Five London firefighters have flown to Nepal to help the rescue effort in the quake-hit country.
London Fire Brigade officers who are specially trained for urban search and rescue missions will join the hunt for survivors following Saturday’s devastating earthquake, which has killed more than 4,000 people.
They formed part of a 67-strong team deployed to Kathmandu by the Department for International Development.
The unit was carrying 14.5 tonnes of high-tech equipment including specialist cameras and acoustic and seismic listening equipment, which can detect people buried under huge mounds of rubble.
The search and rescue team, made up of members from fire services across the UK, also has four specially trained dogs to help find survivors.
Dave Brown, LFB’s director of operations, said: “I am proud that London Fire Brigade’s urban search and rescue capabilities are internationally recognised and that we can be part of a larger team making a big difference in such dreadful circumstances.”

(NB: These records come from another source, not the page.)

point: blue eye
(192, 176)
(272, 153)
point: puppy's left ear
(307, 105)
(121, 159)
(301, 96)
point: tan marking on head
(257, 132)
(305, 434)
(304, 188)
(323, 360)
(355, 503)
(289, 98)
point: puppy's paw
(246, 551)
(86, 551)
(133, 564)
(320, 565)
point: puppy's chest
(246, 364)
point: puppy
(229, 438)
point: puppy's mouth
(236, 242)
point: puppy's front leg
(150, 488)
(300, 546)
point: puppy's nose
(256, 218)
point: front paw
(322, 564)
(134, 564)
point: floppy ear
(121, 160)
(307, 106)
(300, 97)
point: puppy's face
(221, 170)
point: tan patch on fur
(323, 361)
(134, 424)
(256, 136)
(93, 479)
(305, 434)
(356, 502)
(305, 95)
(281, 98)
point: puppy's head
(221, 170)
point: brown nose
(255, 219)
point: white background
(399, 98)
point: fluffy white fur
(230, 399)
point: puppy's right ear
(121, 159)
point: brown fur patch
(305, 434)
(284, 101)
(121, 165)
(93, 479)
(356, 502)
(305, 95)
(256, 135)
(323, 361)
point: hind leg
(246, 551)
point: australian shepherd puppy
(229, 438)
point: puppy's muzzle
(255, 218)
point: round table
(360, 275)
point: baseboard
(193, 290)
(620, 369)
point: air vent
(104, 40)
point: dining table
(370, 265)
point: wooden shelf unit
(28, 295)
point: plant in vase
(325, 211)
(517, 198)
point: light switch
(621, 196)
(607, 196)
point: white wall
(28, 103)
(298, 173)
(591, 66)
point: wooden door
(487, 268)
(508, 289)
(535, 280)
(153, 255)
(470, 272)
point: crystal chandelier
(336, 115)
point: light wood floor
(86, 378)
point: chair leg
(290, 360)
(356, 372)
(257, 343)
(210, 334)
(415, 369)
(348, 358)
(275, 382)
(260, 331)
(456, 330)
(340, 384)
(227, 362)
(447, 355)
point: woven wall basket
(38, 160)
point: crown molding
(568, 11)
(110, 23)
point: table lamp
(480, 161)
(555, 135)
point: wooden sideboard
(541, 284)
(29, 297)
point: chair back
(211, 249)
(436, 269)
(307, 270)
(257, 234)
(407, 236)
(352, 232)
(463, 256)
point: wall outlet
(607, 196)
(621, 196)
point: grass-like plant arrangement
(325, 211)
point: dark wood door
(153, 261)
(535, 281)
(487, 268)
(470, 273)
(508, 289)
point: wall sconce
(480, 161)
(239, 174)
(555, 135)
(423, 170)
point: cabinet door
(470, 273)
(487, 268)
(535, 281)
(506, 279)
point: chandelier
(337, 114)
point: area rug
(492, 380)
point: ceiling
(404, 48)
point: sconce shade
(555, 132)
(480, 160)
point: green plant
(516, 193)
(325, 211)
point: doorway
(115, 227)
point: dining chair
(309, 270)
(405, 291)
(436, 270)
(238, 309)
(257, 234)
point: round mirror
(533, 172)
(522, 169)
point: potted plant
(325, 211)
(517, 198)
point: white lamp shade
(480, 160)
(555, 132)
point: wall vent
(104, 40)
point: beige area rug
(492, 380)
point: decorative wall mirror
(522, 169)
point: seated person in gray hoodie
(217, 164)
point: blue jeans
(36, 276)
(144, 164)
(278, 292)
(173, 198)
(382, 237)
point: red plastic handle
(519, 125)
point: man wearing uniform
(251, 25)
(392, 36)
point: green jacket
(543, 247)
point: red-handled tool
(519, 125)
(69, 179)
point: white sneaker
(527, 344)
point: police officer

Communication problems in the worst-affected areas mean families and friends around the world are still anxiously waiting for news of their loved one, with dozens of British and Irish people among those missing.
An RAF plane packed with supplies has also been dispatched to the crisis zone.
The 7.8-magnitude quake struck just before midday on Saturday, sending tremors through the Kathmandu Valley and the nearby city of Pokhara, and triggering an avalanche on Mount Everest which killed at least 17 people.
Aid workers on the ground have reported “huge logistical difficulties” as road closures and communication problems have thwarted some efforts.